Николаю стало интересно, как прошло детство Катерины, в чем кроется секрет, что она, крестьянская девушка, настолько близка ему, дворянскому потомку?
– Скажи, тебя в детстве секли за шалости?
Катерина задумалась:
– Мать говорила, что раз высекла меня за что-то, но я так плакала – не могли успокоить. Мать испугалась и больше меня не трогала. А за остальными детьми я сама ходила. Матери некогда было не то что пороть – накормить даже. Все время за работой.
Он усмехнулся. Сложно было представить ее маленькой зареванной девочкой.
– Любишь детей?
– Очень! Они как птички, ангелы безгрешные, «ибо таковых есть Царствие Божие». А вас, барин? Секли?
– О, конечно! Еще как – в каждой комнате в углу розги стояли.
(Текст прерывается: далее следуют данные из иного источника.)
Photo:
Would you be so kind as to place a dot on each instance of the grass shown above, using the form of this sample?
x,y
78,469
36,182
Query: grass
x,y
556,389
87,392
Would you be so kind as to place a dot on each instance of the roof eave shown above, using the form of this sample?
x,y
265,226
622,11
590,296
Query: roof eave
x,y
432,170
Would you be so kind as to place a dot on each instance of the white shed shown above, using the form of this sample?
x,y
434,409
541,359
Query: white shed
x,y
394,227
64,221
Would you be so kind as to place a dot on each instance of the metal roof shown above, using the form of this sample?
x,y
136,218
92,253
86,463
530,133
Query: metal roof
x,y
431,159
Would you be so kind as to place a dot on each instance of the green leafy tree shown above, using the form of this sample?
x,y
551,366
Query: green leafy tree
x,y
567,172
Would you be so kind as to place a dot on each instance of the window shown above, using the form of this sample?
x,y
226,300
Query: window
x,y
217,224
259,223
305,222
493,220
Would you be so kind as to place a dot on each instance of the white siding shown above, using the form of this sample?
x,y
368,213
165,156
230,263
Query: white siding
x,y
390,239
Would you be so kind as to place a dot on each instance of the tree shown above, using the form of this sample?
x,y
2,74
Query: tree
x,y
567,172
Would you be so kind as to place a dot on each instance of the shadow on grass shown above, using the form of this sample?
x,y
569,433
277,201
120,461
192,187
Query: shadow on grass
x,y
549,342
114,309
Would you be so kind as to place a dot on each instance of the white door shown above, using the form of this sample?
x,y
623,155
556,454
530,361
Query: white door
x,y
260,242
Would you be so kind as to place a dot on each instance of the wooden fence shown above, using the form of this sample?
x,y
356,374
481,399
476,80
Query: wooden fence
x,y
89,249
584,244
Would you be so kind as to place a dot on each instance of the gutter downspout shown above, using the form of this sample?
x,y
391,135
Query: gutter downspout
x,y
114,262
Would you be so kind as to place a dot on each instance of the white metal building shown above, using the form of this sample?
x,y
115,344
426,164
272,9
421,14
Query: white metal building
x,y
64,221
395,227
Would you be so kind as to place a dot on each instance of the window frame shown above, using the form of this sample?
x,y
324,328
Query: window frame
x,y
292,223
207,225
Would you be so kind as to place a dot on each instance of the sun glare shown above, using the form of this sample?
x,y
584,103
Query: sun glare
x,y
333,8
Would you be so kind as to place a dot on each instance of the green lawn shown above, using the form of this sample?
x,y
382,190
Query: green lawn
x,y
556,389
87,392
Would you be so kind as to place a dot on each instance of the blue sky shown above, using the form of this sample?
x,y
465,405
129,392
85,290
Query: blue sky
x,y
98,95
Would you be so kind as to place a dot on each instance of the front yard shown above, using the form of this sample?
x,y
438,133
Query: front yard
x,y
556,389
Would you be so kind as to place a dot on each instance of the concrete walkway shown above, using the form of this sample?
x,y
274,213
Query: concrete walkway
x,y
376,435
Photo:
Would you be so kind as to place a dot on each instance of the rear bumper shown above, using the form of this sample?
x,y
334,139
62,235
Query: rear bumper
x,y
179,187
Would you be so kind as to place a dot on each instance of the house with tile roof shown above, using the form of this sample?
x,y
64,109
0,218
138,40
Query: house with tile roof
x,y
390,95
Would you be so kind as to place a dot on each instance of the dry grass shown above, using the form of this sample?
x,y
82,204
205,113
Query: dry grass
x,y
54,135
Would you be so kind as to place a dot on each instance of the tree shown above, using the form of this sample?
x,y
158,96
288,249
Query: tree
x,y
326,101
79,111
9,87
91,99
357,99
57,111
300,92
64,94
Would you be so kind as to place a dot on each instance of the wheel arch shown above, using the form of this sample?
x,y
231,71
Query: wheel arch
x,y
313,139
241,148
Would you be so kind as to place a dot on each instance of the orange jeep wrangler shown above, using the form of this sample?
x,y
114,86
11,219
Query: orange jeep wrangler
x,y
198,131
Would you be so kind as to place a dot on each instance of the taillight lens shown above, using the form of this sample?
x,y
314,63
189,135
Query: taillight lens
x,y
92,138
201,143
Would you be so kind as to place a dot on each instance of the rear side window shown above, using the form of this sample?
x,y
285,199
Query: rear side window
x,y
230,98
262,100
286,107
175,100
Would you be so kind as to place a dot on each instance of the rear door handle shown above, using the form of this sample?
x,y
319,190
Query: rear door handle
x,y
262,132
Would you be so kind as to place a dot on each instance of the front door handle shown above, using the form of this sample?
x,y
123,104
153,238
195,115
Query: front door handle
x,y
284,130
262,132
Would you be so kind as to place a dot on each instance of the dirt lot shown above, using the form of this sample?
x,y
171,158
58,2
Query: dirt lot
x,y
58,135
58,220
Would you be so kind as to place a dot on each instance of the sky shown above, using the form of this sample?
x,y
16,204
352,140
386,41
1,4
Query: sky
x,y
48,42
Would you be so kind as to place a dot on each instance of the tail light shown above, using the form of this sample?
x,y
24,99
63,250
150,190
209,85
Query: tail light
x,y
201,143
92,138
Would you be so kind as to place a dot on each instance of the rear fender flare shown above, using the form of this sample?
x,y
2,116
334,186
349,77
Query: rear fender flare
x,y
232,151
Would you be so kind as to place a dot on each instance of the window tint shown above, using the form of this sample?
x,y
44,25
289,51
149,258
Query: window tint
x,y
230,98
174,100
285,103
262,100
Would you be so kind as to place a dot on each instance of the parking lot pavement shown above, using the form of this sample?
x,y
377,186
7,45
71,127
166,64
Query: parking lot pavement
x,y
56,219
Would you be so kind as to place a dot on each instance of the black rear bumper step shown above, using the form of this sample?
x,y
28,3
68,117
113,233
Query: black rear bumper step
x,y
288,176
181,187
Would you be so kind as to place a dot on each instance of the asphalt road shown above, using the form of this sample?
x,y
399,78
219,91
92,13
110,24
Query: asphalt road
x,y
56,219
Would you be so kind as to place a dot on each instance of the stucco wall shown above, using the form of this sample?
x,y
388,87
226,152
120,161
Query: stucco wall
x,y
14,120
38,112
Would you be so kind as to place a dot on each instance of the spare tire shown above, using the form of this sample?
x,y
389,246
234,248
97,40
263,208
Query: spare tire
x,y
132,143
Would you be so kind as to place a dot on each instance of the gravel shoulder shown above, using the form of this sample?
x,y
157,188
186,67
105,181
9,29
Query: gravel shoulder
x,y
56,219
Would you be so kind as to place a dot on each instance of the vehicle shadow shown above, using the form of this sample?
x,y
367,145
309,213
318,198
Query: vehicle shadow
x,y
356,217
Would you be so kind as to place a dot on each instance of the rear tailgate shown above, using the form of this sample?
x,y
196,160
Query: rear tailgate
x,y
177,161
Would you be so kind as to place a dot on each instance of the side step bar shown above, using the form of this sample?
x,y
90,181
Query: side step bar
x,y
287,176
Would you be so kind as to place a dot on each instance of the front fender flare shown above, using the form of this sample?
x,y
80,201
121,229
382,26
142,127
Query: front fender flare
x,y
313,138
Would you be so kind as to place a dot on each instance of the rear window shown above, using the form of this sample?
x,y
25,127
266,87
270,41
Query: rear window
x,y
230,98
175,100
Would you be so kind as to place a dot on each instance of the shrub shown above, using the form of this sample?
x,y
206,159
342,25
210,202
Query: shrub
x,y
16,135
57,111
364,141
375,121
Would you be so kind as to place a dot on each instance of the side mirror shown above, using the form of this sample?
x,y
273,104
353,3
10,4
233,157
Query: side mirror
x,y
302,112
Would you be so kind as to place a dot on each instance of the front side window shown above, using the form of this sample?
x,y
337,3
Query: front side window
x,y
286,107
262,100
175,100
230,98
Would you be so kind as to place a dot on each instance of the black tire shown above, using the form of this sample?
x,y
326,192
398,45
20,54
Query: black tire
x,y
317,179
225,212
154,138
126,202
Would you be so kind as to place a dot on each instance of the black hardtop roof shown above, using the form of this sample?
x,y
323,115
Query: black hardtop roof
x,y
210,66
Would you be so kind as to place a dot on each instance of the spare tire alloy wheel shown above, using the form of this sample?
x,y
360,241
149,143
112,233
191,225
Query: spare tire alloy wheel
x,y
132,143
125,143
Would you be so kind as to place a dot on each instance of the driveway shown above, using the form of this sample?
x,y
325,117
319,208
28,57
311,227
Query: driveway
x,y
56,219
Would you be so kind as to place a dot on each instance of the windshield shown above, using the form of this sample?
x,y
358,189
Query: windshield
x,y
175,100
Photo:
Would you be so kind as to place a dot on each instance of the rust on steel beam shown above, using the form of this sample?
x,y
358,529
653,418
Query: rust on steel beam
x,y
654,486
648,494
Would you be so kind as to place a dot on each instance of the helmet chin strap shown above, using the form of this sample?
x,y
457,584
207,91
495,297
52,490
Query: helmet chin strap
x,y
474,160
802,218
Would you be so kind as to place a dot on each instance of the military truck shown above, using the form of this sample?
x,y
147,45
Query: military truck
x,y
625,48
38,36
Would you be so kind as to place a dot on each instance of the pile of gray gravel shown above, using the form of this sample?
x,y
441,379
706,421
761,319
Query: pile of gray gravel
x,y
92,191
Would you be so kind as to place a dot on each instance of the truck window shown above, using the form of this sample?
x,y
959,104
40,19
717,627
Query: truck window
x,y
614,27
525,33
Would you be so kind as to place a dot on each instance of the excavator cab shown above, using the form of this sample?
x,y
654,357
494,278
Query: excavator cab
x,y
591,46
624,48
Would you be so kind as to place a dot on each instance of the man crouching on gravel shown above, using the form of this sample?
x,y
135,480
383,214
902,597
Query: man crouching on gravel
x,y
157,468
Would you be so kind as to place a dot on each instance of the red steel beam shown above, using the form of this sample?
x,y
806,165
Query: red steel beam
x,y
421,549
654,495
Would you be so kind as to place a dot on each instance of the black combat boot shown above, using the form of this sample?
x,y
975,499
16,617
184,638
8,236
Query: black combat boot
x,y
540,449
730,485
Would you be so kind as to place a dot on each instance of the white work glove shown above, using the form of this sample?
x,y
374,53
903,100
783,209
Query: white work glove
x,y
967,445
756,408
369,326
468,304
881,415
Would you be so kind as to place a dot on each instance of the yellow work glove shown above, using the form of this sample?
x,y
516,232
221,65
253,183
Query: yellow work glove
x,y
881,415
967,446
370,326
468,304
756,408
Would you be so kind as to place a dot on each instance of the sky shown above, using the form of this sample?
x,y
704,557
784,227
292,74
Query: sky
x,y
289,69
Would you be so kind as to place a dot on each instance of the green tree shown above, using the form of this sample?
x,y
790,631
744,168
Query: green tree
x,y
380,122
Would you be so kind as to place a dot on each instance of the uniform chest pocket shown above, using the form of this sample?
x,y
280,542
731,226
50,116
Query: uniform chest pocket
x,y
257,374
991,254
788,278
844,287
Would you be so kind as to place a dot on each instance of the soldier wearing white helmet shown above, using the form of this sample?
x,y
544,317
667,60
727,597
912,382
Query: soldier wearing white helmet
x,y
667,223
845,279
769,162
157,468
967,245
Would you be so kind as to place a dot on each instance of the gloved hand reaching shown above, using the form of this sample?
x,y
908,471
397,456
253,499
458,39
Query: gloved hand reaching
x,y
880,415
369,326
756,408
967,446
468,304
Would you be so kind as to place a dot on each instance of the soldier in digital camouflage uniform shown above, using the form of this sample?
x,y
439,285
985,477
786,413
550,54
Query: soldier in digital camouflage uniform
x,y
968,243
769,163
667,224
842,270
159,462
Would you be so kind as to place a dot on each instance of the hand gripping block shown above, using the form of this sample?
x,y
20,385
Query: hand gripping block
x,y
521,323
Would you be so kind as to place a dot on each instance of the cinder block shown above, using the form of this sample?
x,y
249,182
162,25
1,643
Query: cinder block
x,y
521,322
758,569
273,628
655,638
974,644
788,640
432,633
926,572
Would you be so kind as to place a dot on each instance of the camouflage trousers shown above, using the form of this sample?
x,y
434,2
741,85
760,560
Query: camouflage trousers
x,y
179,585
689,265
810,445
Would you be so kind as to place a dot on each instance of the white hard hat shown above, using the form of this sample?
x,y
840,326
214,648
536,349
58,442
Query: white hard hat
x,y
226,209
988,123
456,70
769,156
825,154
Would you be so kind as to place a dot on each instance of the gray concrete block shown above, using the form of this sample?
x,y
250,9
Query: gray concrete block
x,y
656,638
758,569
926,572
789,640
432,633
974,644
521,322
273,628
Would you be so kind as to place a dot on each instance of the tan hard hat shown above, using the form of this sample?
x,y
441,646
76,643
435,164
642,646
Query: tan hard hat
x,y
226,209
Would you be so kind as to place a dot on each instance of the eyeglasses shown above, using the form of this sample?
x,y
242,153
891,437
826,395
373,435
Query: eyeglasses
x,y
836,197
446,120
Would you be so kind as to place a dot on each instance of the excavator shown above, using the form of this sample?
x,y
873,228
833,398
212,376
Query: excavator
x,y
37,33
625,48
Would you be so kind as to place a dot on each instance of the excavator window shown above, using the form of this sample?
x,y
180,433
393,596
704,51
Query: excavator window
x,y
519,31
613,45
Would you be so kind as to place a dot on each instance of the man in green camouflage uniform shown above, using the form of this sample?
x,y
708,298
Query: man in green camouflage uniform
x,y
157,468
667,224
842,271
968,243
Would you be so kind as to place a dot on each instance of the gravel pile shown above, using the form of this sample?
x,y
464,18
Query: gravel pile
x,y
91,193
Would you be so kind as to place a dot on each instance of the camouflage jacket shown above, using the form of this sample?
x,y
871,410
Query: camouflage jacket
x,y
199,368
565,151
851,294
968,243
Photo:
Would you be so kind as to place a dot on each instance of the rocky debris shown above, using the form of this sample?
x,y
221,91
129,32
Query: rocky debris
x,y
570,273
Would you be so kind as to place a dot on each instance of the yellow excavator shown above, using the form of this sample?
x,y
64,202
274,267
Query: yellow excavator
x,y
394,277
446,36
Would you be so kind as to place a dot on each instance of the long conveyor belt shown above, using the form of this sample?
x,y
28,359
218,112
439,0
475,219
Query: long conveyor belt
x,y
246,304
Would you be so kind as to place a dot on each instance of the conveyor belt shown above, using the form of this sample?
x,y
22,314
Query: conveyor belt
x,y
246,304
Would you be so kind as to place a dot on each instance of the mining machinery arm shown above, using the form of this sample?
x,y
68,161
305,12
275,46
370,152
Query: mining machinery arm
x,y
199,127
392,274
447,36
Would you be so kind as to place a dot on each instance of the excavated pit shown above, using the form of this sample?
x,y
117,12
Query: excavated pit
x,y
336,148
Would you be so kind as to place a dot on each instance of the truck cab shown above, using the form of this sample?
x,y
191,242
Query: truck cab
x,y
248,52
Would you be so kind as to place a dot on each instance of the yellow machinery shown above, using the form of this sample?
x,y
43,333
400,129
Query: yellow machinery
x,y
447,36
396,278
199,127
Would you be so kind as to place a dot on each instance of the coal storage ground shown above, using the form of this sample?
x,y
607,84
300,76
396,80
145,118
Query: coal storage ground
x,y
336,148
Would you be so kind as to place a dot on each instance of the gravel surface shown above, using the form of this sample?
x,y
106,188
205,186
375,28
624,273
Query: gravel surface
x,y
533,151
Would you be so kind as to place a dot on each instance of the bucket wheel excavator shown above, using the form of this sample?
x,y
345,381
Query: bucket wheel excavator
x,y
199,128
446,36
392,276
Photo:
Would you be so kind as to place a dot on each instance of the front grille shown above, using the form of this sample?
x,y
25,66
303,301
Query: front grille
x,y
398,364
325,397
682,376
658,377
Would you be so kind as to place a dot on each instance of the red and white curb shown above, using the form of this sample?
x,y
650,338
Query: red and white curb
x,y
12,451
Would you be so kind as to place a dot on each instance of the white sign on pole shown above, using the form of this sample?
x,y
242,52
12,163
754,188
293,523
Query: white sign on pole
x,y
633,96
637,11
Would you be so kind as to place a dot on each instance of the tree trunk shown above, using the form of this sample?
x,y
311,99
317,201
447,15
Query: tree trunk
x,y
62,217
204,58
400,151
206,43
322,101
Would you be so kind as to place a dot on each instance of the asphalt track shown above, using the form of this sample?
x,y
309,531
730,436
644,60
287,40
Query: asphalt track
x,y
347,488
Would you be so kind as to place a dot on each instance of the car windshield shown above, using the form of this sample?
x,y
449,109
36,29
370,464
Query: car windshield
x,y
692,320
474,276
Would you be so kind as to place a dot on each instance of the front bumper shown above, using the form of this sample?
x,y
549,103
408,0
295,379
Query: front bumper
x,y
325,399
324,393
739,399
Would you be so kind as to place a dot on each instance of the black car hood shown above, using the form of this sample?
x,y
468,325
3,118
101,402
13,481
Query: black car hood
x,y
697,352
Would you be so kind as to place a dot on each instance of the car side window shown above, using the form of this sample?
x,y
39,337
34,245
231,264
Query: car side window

– Да вы шутите! – растерялась Катерина.
– Говорю тебе – да, – подзадоривал Николай.
– Не может быть!
Мимо столовой, толком не проснувшись, брела Анна. Все утро противно мутило, она долго не могла заставить себя встать с постели, но, услышав детский смех, вдруг захотела обнять свою Наташу, приголубить. Анна чувствовала, что виновата перед дочерью: совсем редко ее видит, мало отдает любви и ласки, тяготится. Поддавшись внезапному порыву и заранее гордясь собой, тем, что она, больная, жертвует собой и идет забавлять Наташу, Анна приоткрыла дверь в столовую, ожидая, как обрадуется ей девочка. Но увидела, что дочь беззаботно смеется, счастлива, нянька ее кормит, а Николай, совершенно непохожий на себя, обычно молчаливого и серьезного, корчит смешные рожи.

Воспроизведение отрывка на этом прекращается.